Words by Emily Jayne Bruce – Staff Writer
Trigger warning for male violence, violence against women, death.
As time has passed since Sarah Everard was murdered, the public has become more aware of how much Sarah and other victims of men’s violence, have been systematically failed.
On average a woman is murdered in the UK every 3 days, usually by a partner, ex-partner or family member, but the government response is not sufficient for the scale of violence that women and girls are experiencing.
What happened to Sarah is called Femicide – the murder of a women by a man because of her gender. It’s important we use the word ‘femicide’, rather than ‘murder’ or ‘homicide’ because we need the government to take seriously the risks women face, simply for being women. We urgently need solutions that tackle the root causes of men’s violence, not women’s behaviour.
Femicide is never an isolated incident, and there are various other forms of social, personal, structural violence embedded and normalized in our society, that ultimately lead up to serious crimes of domestic violence, sexual assault, and femicide.
It came to light that Couzens, who kidnapped, raped and murdered Sarah on 3rd March 2021, had been reported for indecent exposure only days earlier. Further news reports revealed that he was nicknamed “the rapist” by former colleagues, which HM Chief Inspector of Constabulary Sir Tom Winsor confirmed in a statement on September 30th, noting that it was known by some officers. Police also confirmed the allegations reported in The Guardian (among other news sources) that he had previously driven around in his car naked from the waist down, shocking the public – how did this man become, and stay, a police officer?
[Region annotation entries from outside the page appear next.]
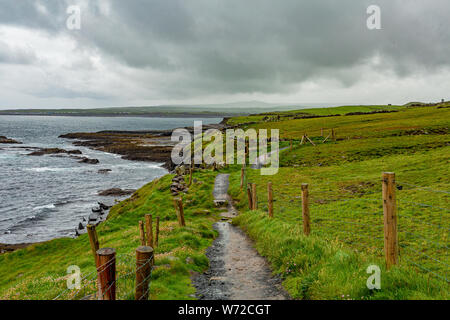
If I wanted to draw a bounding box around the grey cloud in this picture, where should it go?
[0,40,37,64]
[0,0,450,97]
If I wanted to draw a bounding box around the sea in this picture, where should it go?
[0,115,222,244]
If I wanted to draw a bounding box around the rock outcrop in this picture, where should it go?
[0,136,22,144]
[98,188,136,197]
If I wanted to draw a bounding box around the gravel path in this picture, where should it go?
[193,174,289,300]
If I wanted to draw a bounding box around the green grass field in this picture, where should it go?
[223,107,450,299]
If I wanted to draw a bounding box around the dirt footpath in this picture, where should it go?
[193,174,289,300]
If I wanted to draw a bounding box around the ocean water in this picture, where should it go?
[0,116,222,243]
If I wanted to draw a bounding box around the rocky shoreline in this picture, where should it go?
[59,118,230,171]
[0,118,230,254]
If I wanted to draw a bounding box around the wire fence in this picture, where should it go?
[244,170,450,283]
[53,254,154,300]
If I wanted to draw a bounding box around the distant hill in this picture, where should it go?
[0,101,308,117]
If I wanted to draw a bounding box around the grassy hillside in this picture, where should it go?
[0,172,221,299]
[225,106,450,299]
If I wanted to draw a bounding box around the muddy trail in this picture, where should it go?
[193,174,289,300]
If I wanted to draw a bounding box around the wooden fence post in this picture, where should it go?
[188,163,194,187]
[247,183,253,210]
[97,248,116,300]
[155,217,159,248]
[267,182,273,218]
[302,183,311,236]
[241,167,244,191]
[134,246,153,300]
[252,183,258,210]
[145,214,153,247]
[86,224,100,262]
[382,172,398,269]
[173,198,186,227]
[86,224,101,300]
[139,220,145,246]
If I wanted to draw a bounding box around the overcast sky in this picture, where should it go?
[0,0,450,109]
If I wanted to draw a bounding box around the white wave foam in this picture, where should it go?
[33,203,55,211]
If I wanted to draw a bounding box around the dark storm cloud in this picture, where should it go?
[0,40,37,64]
[0,0,450,97]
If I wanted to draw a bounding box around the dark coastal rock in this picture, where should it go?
[59,121,233,171]
[91,208,103,214]
[0,136,22,144]
[28,148,81,156]
[97,202,111,210]
[88,213,100,224]
[98,188,136,197]
[78,157,100,164]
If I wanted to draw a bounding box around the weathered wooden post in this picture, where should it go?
[155,217,159,247]
[302,183,311,236]
[139,220,145,246]
[267,182,273,218]
[382,172,398,269]
[252,183,258,210]
[86,224,101,300]
[86,224,100,262]
[145,214,153,247]
[97,248,116,300]
[188,162,194,187]
[247,183,253,210]
[134,246,153,300]
[173,198,186,227]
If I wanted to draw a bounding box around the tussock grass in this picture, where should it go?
[0,171,221,299]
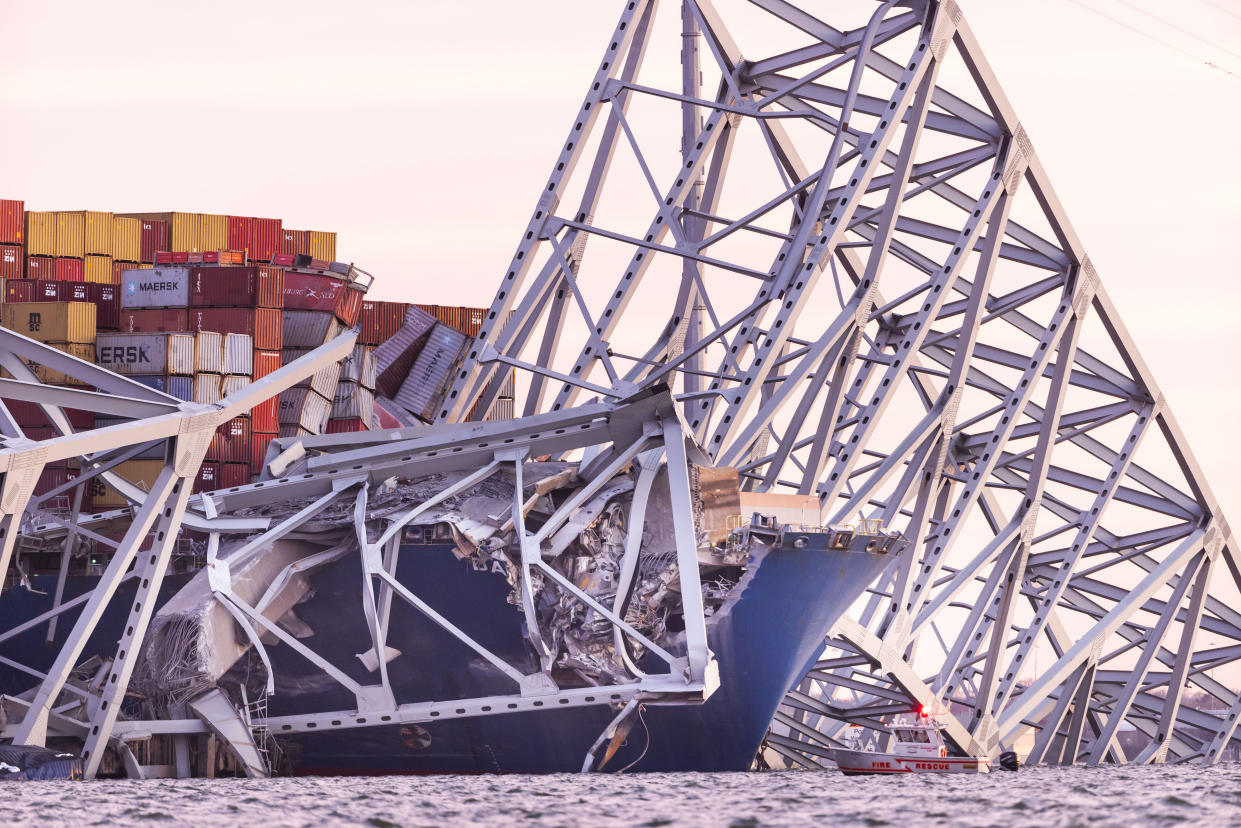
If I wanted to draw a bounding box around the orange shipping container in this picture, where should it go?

This tragedy has sparked a wider debate around whether misogynistic culture is to blame, with many female police officers coming forward with evidence of the misogyny they have experienced from male colleagues in the force. On October 5th, Boris Johnson demanded “radical change” in how the criminal justice system deals with violence against women; paradoxically, on the same day the PM declined to back a legal change to allow misogyny to be prosecuted as a hate crime.
In a separate statement made October 5th, Priti Patel admitted that the tragic death of Sarah Everard exposed “unimaginable failures in policing”. She announced a probe on ‘missed chances’ and insists that those targeting women and girls will feel the ‘full force of the law’. This is a big statement, given that in the year to March 2020, only around 1.4% of reported rapes result in any charges, according to BBC News article ‘Why are rape prosecutions falling?’. Further, the director of End Violence Against Women Coalition, Andrea Simon, said that most women, pre-Covid, were waiting over 2 years for court case hearings – it would seem, women’s safety is not a priority within the law.
This new inquiry will examine the missed opportunities leading up to Couzens’ conviction and will also consider wider issues around policing such as vetting practices, professional standards and discipline, as well as workplace behaviour. It’s a small start in tackling men’s violence against women and girls – let’s hope the progress continues and rolls out investigations and education across every organization, institution and school.